Battle Through the Heavens Chapter 1427 – Absolute Suppression Bahasa Indonesia
Bab 1427: Penindasan Mutlak
Xiao Yan menoleh perlahan setelah mendengar teriakan marah Jiu Feng yang dipenuhi niat membunuh. Matanya yang dingin seperti binatang buas menatap Jiu Feng.
Jiu Feng tiba-tiba merasakan hawa dingin di kulitnya saat Xiao Yan menatapnya. Baru kemudian ia kembali tenang. Ekspresinya tetap suram dan dingin. Matanya tak menyerah dan terus menatap Xiao Yan sambil berbicara dengan suara berat, “Kita telah memasuki Pohon Kuno Bodhisattva bersama dan mengalami begitu banyak rintangan. Namun, kau sekarang berencana untuk mengambil semua Benih Bodhisattva. Bukankah kau sedikit terlalu tidak masuk akal?” Xiao
Yan tertawa terbahak-bahak setelah mendengar ini. Ia berkata, “Tidak masuk akal? Aku khawatir bukan itu yang kau pikirkan. Seharusnya kau berpikir untuk berbicara dengan tinju, kan?”
Xiao Yan jelas memahami dalam hatinya bahwa jika bukan karena kekuatannya yang menghalangi Jiu Feng, kemungkinan besar Jiu Feng akan menyerang dan merebut Benih Bodhisattva itu secara paksa. Bersikap rasional? Ini adalah semacam perlindungan yang dicari oleh yang lemah di hadapan kekuatan besar.
Sudut mata Jiu Feng berkedut beberapa kali. Keinginan membunuh yang tak tertahankan melonjak di dalam hatinya, tetapi untungnya ia masih memiliki beberapa pemikiran rasional dan tidak langsung menyerang. Sebaliknya, ia menoleh dan menatap Hun Yu. Suaranya muram saat berkata, “Saudara Hun Yu, jangan bilang kau senang dia mengambil semua Benih Bodhisattva, membuat usaha kita selama ini menjadi sia-sia, kan?”
Ekspresi Hun Yu tenang. Ia tidak menjawab. Sebaliknya, kedua matanya berkedip dengan ekspresi jahat dan menunjukkan ketidakpuasan di dalam hatinya. Terlepas dari seberapa perhitungan dirinya, ia masih kesulitan menekan amarah dan keinginan untuk membunuh saat ini.
“Xiao Yan, bagikan delapan Benih Bodhisattva kepada klan Hun-ku dan pihak Phoenix Iblis Langit untuk mengakhiri masalah ini.” Hun Yu terdiam sejenak sebelum akhirnya suaranya yang dingin terdengar.
Xiao Yan tersenyum. Dia membuka tangannya dan sebelas Benih Bodhisattva berada di telapak tangannya. Jika dia memberikan delapan Benih Bodhisattva kepada mereka, dia hanya akan memiliki tiga yang tersisa. Ini bukanlah sesuatu yang akan dilakukan Xiao Yan. Terlebih lagi, Benih Bodhisattva ini memiliki efek misterius untuk meningkatkan peluang seseorang untuk berhasil naik ke kelas Dou Sheng, dan satu benih dapat digunakan untuk memurnikan Pil Bodhisattva. Pil obat tingkat 8 ini, yang dapat memanggil Petir Pil sembilan warna, dapat membuat banyak ahli Dou Zun puncak sembilan perubahan menjadi gila. Jika dia memberikan Benih Bodhisattva ini kepada mereka, kedua faksi ini mungkin akan memiliki lebih banyak orang yang berhasil menembus kelas Dou Sheng. Bukankah Xiao Yan akan menciptakan musuh yang kuat tanpa alasan?

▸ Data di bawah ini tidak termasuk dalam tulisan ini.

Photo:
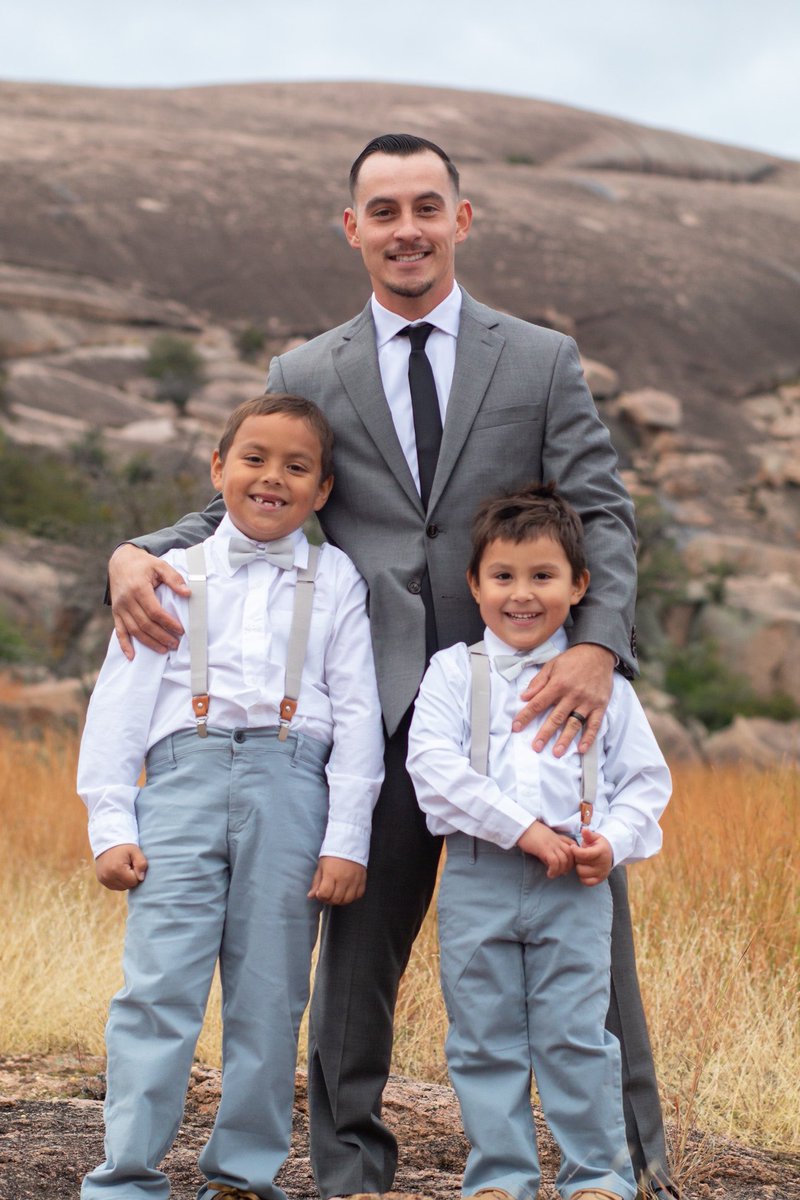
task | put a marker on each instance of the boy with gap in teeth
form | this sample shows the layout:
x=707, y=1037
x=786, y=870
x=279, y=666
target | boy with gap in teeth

Dengan karakter Xiao Yan, dia tentu tidak akan melakukan hal sebodoh itu. Karena itu, dia dengan lembut menggelengkan kepalanya dan perlahan menjawab, “Aku menolak.”
Suasana di tempat ini menjadi tegang setelah dua kata Xiao Yan perlahan terdengar. Tekanan menekan hati semua orang. Mereka tahu bahwa masalah hari ini tidak akan berakhir dengan damai.
Ekspresi Hun Yu menjadi bergejolak setelah Xiao Yan mengucapkan dua kata itu. Hun Yu menatap tajam Xiao Yan. Sesaat kemudian, dia perlahan mengangguk dan berkata, “Kalau begitu… aku hanya bisa membunuhmu dulu…”
“Bang!”
Setelah kata terakhir Hun Yu terdengar, banyak ahli dari klan Hun dan suku Phoenix Iblis Langit secara bersamaan melepaskan Dou Qi mereka tanpa terkendali. Tubuh mereka berkelebat saat mereka mengepung kelompok Xiao Yan.
Ekspresi kelompok Xun Er secara bertahap menjadi dingin ketika klan Hun dan suku Phoenix Iblis Langit menyerang bersamaan. Mereka melangkah maju dan Dou Qi di dalam tubuh mereka mulai beredar.
“Hun Yu, apakah kau benar-benar berencana untuk memulai perang besar antara klan Gu dan klan Hun?” Gu Qing Yang berteriak dingin.
“Hee, perang besar? Klan Hun-ku tidak pernah takut pada klan Gu-mu. Kami telah membiarkan kalian hidup tenang begitu lama untuk memberi kalian sedikit waktu lagi. Apakah kalian benar-benar berpikir bahwa klan Hun-ku tidak berani menyentuh kalian?” Senyum licik muncul di wajah Hun Yu ketika mendengar teriakan Gu Qing Yang. Matanya yang tajam kembali menatap Xiao Yan sambil berkata, “Namamu baru-baru ini beredar di antara klan Hun-ku. Bahkan Tianzun keempat pun gagal. Saat itu, aku mengatakan kepada mereka bahwa kita harus bertindak tegas jika memang akan bertindak, tetapi orang-orang tua itu jelas tidak peduli. Kau hanya berhasil bertahan hidup sekarang karena mereka tidak peduli… namun, kupikir kita harus mengakhiri sikap acuh tak acuh ini!”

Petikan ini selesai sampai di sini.